Although a system of delegations of power from the National Assembly to the First Minister and from the First Minister to other Ministers and staff was put in place reflecting a traditional division between an executive and legislature, in practice this system proved difficult to understand and operate.
The creation of a separate Welsh Government and National Assembly for Wales (now known as Senedd Cymru) by way of the Government of Wales Act 2006 (GoWA 2006) meant a more conventional and familiar system was formally put in place. As is the case in both Scotland and Northern Ireland (and many other countries around the world), there are now two legislatures and two executives governing Wales. Notwithstanding the devolution of power, the UK Parliament continues to be able to legislate on any matter in relation to Wales, whereas the competence of Senedd Cymru is determined by section 108A and Schedules 7A and 7B to GoWA 2006. The UK Parliament will not, however, normally make legislation for Wales on matters within the competence of Senedd Cymru unless the Senedd has consented to that. The division of executive functions between UK and Welsh Ministers is also based on the Senedd's legislative competence, but it does not always correspond exactly to it.

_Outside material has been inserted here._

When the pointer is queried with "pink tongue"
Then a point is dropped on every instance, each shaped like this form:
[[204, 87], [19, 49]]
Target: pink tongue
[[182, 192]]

In Wales (and Scotland and Northern Ireland) the relationship between the judiciary and the legislature differs from the relationship between the judiciary and the UK Parliament. The courts (by virtue of provisions made by Parliament) may strike down Senedd Acts if they are outside devolved competence or incompatible with European law or the European Convention Rights set out in the Human Rights Act 1998. Unlike in Scotland and Northern Ireland, and probably uniquely, there are two legislatures for Wales making different laws in the same legal jurisdiction (England and Wales), and therefore one judiciary. This single judiciary, therefore, interprets and applies the legislation made for Wales both by the UK Parliament and Senedd Cymru.